Na XIV Semana Cultural do Laranjeiro , penso que em termos absolutos, a
última homenagem prestada em vida ao Urbano, também por proposta nossa,
realizada a 1 de Julho de 2013, que moderamos, com intervenções excelentes
tanto do Hélder Costa como do Miguel Real e ainda dos autarcas Mara Figueiredo
– presidente – e Brás Borges – Cultura – e o Amigo Luís Palma –Educação e
Juventude . O Amigo Luís Palma, então muito jovem, integrou o direcção do CEDA em 2004/2006 como Vice-presidente e viveu
intensamente essa contenda eleitoral , umas eleições movimentadíssimas, em
que participaram quase 90% do associados.
Boa sorte Luís Palma para a tua batalha eleitoral!

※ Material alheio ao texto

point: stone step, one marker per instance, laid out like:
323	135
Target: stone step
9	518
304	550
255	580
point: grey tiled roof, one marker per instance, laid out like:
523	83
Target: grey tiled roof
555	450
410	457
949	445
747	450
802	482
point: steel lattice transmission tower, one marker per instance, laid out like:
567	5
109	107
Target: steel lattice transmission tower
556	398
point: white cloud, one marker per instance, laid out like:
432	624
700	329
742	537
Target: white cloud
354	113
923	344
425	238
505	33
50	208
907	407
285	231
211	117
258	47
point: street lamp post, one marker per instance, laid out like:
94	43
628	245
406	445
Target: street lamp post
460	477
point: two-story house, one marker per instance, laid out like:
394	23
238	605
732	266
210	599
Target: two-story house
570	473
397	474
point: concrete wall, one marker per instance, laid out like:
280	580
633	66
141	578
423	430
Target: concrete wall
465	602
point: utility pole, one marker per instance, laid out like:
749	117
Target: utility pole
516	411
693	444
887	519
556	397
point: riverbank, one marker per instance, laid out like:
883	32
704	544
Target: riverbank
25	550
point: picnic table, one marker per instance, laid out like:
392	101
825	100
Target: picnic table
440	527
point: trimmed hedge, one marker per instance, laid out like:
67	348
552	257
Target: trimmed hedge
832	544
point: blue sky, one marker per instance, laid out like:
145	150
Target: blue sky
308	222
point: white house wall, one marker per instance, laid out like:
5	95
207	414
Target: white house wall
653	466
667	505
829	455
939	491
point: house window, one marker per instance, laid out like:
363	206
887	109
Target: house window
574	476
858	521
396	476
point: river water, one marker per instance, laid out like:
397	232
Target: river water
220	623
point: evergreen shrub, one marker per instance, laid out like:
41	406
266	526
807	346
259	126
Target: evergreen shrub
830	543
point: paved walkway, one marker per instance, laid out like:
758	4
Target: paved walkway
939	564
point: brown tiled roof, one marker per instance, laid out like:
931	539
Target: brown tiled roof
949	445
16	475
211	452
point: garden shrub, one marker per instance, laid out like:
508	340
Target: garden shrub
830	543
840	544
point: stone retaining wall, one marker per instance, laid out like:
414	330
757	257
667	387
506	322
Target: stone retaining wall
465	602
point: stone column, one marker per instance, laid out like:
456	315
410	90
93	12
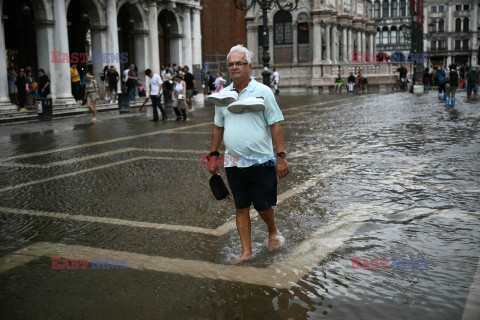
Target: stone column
153	49
112	34
295	41
350	45
62	84
359	42
4	98
474	18
187	40
197	38
364	45
141	53
327	43
270	45
317	42
98	45
251	43
334	39
370	46
176	54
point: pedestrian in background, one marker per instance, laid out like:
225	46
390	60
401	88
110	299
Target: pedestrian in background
113	77
426	81
452	86
472	83
351	81
30	85
155	94
91	95
12	87
190	83
276	80
361	82
338	83
178	96
104	78
442	82
43	84
132	82
21	83
75	78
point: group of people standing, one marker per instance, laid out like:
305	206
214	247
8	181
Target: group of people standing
177	88
24	89
359	83
449	81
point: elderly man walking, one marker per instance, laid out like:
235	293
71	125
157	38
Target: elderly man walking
247	117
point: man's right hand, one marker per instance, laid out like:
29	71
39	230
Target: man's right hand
213	165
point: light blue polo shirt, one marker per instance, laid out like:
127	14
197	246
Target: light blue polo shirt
247	136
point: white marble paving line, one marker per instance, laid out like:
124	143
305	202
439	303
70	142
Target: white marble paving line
220	231
91	144
284	274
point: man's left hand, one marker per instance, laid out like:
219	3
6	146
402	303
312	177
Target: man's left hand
282	168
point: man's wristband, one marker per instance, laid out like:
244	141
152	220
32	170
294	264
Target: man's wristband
214	154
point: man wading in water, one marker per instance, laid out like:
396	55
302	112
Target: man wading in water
247	117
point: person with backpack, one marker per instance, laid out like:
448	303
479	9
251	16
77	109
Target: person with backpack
442	82
91	95
452	86
103	77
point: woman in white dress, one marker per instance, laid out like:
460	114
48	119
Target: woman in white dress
178	96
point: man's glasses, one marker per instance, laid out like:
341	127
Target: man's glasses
238	64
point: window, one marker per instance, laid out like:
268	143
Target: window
458	44
402	8
385	35
303	34
385	9
394	8
458	25
377	9
393	36
283	28
466	23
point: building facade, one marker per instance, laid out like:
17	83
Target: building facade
389	17
46	33
223	26
321	39
455	39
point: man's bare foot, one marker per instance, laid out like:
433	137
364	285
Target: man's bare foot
243	257
275	241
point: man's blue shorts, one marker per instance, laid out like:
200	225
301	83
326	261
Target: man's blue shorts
257	184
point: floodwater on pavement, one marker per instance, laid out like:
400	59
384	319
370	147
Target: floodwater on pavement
386	176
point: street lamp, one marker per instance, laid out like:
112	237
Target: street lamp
414	33
266	5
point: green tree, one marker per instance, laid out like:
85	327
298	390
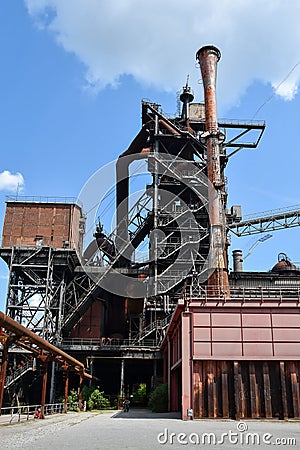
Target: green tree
140	395
98	401
158	401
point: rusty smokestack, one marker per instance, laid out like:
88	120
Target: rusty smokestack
218	284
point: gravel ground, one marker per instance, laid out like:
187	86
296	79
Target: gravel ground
140	429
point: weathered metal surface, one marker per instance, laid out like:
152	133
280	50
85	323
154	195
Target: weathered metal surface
208	58
32	224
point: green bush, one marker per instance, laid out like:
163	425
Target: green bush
158	401
97	401
139	395
73	400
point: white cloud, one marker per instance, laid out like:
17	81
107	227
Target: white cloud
156	41
11	182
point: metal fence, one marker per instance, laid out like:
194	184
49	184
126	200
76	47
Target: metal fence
13	414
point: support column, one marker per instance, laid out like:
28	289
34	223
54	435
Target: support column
254	394
52	385
44	386
239	394
5	344
80	403
225	397
91	370
295	390
267	391
283	391
211	391
186	365
122	380
169	373
154	374
66	391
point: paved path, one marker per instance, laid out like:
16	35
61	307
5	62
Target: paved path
140	429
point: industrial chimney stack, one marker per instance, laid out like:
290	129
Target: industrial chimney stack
218	283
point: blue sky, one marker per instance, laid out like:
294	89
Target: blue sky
74	73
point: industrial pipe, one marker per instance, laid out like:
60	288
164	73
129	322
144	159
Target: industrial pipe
13	326
208	58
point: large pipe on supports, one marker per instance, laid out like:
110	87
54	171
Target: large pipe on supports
208	58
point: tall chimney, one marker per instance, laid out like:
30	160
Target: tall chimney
237	260
218	283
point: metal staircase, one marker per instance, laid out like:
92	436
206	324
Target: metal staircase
139	222
29	366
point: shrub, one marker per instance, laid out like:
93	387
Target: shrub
158	401
139	395
97	401
73	400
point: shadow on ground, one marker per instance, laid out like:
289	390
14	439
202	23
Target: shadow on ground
137	413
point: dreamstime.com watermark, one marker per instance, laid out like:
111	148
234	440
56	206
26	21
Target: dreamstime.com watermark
239	437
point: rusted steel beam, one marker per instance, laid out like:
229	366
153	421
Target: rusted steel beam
208	58
254	393
21	332
295	389
5	346
80	395
66	391
44	388
225	398
267	391
283	390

Serás um excelente Presidente da freguesia mais populosa de Almada – com a
junção do Laranjeiro e Feijó!
Nas dezenas de vezes de tive o privilégio de falar e privar com o Urbano e
da sua amizade, nomeadamente nos últimos anos
Numa das visitas que lhe fiz, quando ele estava a escrever Os Cadernos Secretos do Prior do Crato - a propósito de D. António, Pior do Crato, que teve 10 filhos de 10 mães,
que vivia dividido, dilacerado, entre a entrega a uma fé verdadeira e pura e a
entrega plena à sensualidade feminina, afinal a mais bela razão de ser do
homem. Foi num dia em que Urbano não tinha muitos compromissos, passamos uma tarde
a falar e, a páginas tantas, estávamos a discorrer sobre os amores passados.

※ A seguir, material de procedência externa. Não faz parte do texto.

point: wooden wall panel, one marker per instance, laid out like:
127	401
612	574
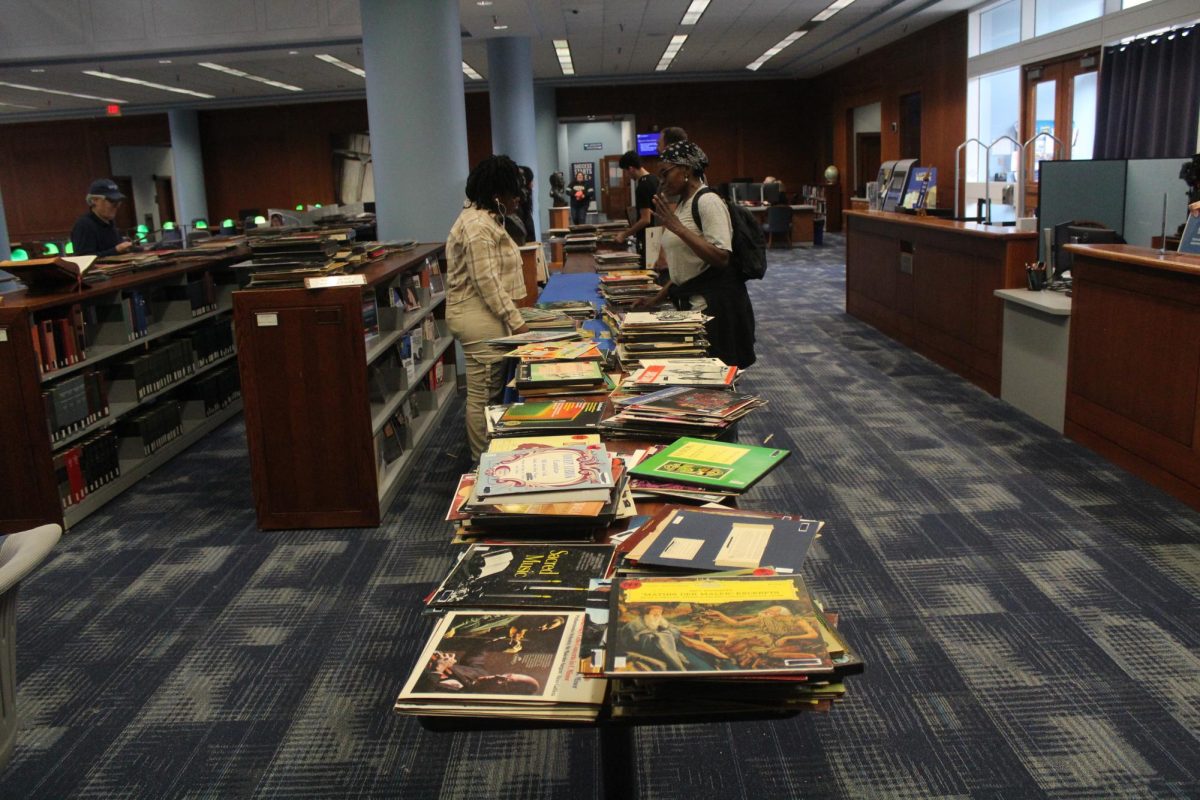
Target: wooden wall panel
747	127
933	61
46	168
274	156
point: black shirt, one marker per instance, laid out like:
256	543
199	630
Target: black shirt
94	236
643	198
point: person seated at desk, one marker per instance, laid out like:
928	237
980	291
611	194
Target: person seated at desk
94	233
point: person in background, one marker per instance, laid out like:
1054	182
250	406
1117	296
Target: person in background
484	282
699	262
646	187
94	233
581	197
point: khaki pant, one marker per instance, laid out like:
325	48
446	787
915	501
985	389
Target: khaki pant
472	323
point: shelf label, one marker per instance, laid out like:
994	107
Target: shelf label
328	281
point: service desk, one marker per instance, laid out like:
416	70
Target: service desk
802	221
1133	380
930	284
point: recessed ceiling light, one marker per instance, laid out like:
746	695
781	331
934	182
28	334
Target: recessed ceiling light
834	7
695	10
669	54
65	94
775	50
337	62
239	73
148	84
563	50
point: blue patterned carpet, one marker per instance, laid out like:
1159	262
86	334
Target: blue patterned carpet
1027	612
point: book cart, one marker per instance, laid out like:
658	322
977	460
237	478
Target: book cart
101	385
340	385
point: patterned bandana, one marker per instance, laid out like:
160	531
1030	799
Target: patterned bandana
687	154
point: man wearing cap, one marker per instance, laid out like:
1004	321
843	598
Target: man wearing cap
94	233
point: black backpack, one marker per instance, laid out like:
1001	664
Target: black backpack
749	253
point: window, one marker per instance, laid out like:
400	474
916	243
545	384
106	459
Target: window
1056	14
1000	25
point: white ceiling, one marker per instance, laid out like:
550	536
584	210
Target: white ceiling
51	43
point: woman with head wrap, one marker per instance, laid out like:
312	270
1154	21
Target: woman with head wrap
699	254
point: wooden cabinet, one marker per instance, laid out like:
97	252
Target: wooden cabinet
101	386
1133	371
930	283
340	385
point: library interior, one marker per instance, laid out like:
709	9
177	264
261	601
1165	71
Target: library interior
613	398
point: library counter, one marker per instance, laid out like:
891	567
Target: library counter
1134	362
930	284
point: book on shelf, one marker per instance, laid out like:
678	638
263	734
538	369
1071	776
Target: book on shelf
723	464
522	576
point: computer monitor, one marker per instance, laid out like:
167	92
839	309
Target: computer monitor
1078	233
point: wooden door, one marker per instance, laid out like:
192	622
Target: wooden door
165	196
868	157
127	212
1049	107
615	196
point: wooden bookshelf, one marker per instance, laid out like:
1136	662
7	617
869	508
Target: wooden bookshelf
322	396
100	342
826	198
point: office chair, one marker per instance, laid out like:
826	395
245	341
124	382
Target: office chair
779	222
19	553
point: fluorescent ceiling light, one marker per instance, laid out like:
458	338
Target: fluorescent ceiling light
834	7
563	50
65	94
239	73
149	84
775	50
695	10
337	62
671	52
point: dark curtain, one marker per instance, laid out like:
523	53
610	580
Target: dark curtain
1150	97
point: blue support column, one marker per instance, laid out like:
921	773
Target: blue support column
413	55
191	200
510	96
546	113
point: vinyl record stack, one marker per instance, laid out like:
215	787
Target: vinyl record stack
679	411
286	260
657	335
623	288
541	488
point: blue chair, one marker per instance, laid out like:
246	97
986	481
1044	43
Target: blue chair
779	223
19	554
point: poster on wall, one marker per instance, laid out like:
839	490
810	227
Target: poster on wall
589	174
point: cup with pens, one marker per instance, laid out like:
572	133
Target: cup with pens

Olhando para o fundo da memória, concordávamos que de nada nos arrependíamos,
excepto num aspecto… ser melhor. Foi tão forte a partilha que, por momentos
olvidei que 38 anos separavam mestre e o discípulo
(excerto de poste de Abril de 2011)
… ou mais recentemente, já este ano, em que ia amiúde a
sua casa relatar-lhe as minhas pesquisas nos seus Processos dos Arquivos da
PIDE existentes na Torre do Tombo e o Urbano me contou tantas histórias das suas vivências na resistência à ditadura – como
aquelas que o Hélder o e António Melo relatam, mas também outras, outras
vivências pessoais enquanto repórter, enquanto grande sedutor e conhecedor do
universo feminino, da grande amizade e admiração que sempre o ligou ao irmão
Miguel (Urbano Rodrigues) ou como ainda gostaria de escrever sobre o pai, da
dificuldade de relacionamento por este não aceitar a opção do irmão – que se
tinha exilado depois de ter participado no “Assalto ao Santa Maria”, então
aquele Homem sábio, doce e franzino de quase 90 anos transfigurou-se num menino
frágil que fala no pai enternecido, cheio de carinho, de Amor, que gostava de
escrever sobre ele, tinha essa necessidade, como que a repor algo meio século
depois…
Há duas semanas , estive em casa do Urbano e ele, de uma assentada,
escreveu o texto para Junta de Freguesia do
Laranjeiro, sobre a homenagem ali acontecida, e que o Luís Palma publicou
recentemente no facebook.
Há uma semana fui de novo visitá-lo, fui levar-lhe a Memória Alentejana , que lhe fazia diversas referências, e
ele teve que se recolher um pouco para mudar de roupa, mas disse-me: “Eduardo,
não estás com pressa? Eu demoro, podes esperar por mim? Eu respondi
afirmativamente, mas como pressenti que ele não estava bem - só bebera um sumo
nesse dia, confidencio-me a Ana Maria – achei melhor não o incomodar e combinei
voltar depois das férias… para falarmos mais demoradamente….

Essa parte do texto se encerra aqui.